Ryanair marks significant anniversary of operations at Shannon Airport

Ryanair marks significant anniversary of operations at Shannon Airport

Ryanair is marking 35 years of operations in Shannon Airport

RYANAIR has said it did consider moving flights away from Dublin Airport at the height of the recent delays in the capital – but ultimately decided against it.

Earlier this summer, many passengers were forced to wait hours at Dublin Airport due to staff shortages and lengthy security queues.

At the time, it sparked calls from Limerick’s business lobby to move some flights, at least on a temporarily basis, to Shannon in order to ease the congestion in Dublin.

Speaking on the matter for the first time, this week, Ryanair’s head of communications Jade Kirwan said: “Logistically, it wasn't feasible.”

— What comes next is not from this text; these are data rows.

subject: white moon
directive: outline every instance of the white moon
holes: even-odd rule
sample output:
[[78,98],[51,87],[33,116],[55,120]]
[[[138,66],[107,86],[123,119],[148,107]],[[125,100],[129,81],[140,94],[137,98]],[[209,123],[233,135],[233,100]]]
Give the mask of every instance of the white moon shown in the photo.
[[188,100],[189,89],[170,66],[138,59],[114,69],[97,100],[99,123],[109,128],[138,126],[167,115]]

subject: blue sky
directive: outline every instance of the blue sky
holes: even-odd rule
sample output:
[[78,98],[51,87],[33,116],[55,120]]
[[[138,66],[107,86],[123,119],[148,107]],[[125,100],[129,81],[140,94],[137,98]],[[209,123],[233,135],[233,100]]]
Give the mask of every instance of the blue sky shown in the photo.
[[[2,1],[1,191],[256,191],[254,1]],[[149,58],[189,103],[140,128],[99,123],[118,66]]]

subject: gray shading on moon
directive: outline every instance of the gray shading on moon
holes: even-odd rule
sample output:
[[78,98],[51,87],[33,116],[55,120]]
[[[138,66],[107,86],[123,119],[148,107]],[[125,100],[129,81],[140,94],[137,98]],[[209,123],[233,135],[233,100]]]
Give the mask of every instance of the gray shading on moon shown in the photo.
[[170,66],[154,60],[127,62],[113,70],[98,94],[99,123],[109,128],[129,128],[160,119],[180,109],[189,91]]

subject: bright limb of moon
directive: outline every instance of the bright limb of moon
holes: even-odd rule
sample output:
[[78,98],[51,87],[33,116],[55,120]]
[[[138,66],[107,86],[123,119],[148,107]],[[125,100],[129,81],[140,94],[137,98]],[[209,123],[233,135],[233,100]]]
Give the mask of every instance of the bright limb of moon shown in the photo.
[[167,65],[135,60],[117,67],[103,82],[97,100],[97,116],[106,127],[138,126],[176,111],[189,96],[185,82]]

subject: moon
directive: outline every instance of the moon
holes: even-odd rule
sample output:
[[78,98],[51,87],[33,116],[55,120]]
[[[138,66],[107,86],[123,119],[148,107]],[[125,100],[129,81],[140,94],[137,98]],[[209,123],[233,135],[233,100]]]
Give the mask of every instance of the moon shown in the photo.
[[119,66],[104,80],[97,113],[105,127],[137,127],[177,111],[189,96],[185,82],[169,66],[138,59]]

She told Clare Live. “We were looking at every possible way we could alleviate any of the pressure. There are a lot of logistics going into a flight. It’s not simply a case of picking up a plane and moving it to a different airport. There are slots to consider, there is forward planning. Also in terms of our passengers, not everyone is able to travel to different airports particularly a distance away. Even in terms of crewing, getting crew down there who might be based in Dublin and beyond would have been tricky."

Ms Kirwan made the comments during an interview to mark Ryanair’s 35th anniversary in Shannon Airport.

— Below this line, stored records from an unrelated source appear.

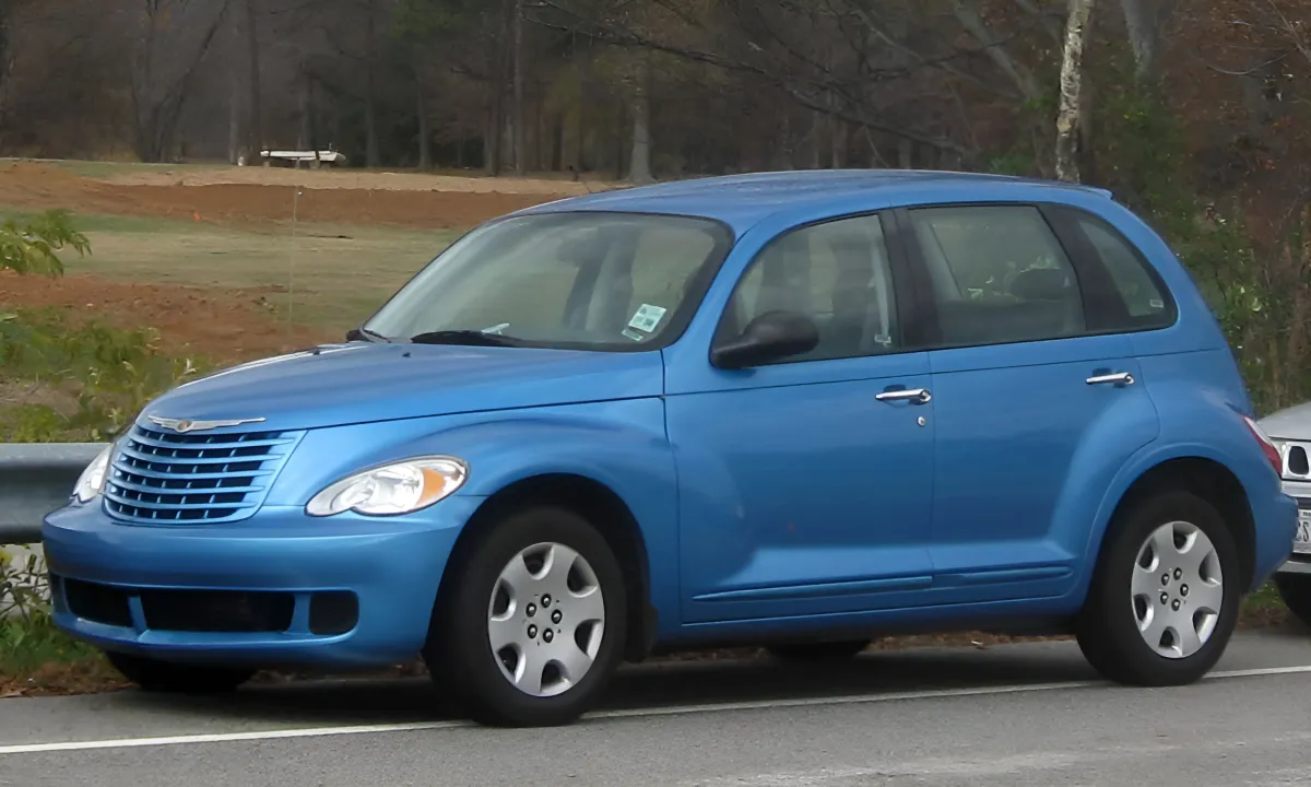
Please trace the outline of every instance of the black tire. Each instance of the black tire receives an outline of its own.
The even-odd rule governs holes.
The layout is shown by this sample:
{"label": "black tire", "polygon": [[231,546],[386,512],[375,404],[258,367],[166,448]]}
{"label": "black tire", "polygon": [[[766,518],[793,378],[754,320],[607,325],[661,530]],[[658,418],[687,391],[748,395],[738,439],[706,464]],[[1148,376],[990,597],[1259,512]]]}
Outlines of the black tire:
{"label": "black tire", "polygon": [[[1138,632],[1130,582],[1138,552],[1151,533],[1168,522],[1189,522],[1210,538],[1223,575],[1223,598],[1211,636],[1181,658],[1152,651]],[[1189,492],[1167,491],[1117,512],[1093,569],[1078,622],[1079,648],[1103,677],[1133,686],[1184,686],[1219,661],[1238,623],[1244,594],[1234,535],[1215,506]]]}
{"label": "black tire", "polygon": [[1311,575],[1274,575],[1274,589],[1283,606],[1302,622],[1311,626]]}
{"label": "black tire", "polygon": [[106,652],[105,657],[143,691],[161,694],[227,694],[254,677],[256,670],[157,661],[144,656]]}
{"label": "black tire", "polygon": [[869,640],[842,640],[835,643],[779,643],[766,651],[771,657],[791,664],[825,664],[848,661],[869,647]]}
{"label": "black tire", "polygon": [[[460,700],[465,712],[489,727],[569,724],[597,702],[623,660],[627,592],[623,569],[606,538],[578,514],[560,508],[531,508],[505,515],[463,552],[443,581],[423,658],[434,681]],[[488,635],[488,611],[501,571],[520,551],[553,542],[578,552],[590,565],[603,597],[604,626],[590,669],[553,696],[534,696],[501,672]],[[568,630],[565,630],[568,631]]]}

Back in July 1987, the budget airline ran its first service to London Luton Airport. Now, it serves 24 destinations.

Earlier this year, Ryanair opened a new €10m aircraft maintenance hangar, in a move which created 200 jobs.

“It’s a big investment to make, one which we don’t make hastily, but one where we feel there is value which will return that investment,” she explained, “The fact we chose Shannon for that is again a really strong indicator of our relationship with Shannon and our commitment.”

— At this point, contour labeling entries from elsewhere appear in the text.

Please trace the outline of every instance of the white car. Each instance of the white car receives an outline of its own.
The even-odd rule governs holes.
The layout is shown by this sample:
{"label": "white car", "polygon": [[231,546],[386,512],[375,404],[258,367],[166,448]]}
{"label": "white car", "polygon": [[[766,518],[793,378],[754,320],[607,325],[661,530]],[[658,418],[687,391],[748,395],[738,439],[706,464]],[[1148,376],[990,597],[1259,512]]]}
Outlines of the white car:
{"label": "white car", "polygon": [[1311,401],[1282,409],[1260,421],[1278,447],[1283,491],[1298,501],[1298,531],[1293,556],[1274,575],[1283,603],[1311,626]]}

On top of this, with its base in Shannon, Ryanair is responsible for around 250 jobs, with 880 positions reliant on the budget airline.

Much was made of company chair Michael O’Leary’s comments over the end of the era of the €10 ticket.

Ms Kirwan says the airline will remain price-competitive, pointing to €19.99 cross-channel flights on offer at Shannon now.

“We are always going to be low-cost, the lowest of the bunch. It’s our bread-and-butter. Although prices will go up, I don’t think they will be extortionate either,” she concluded.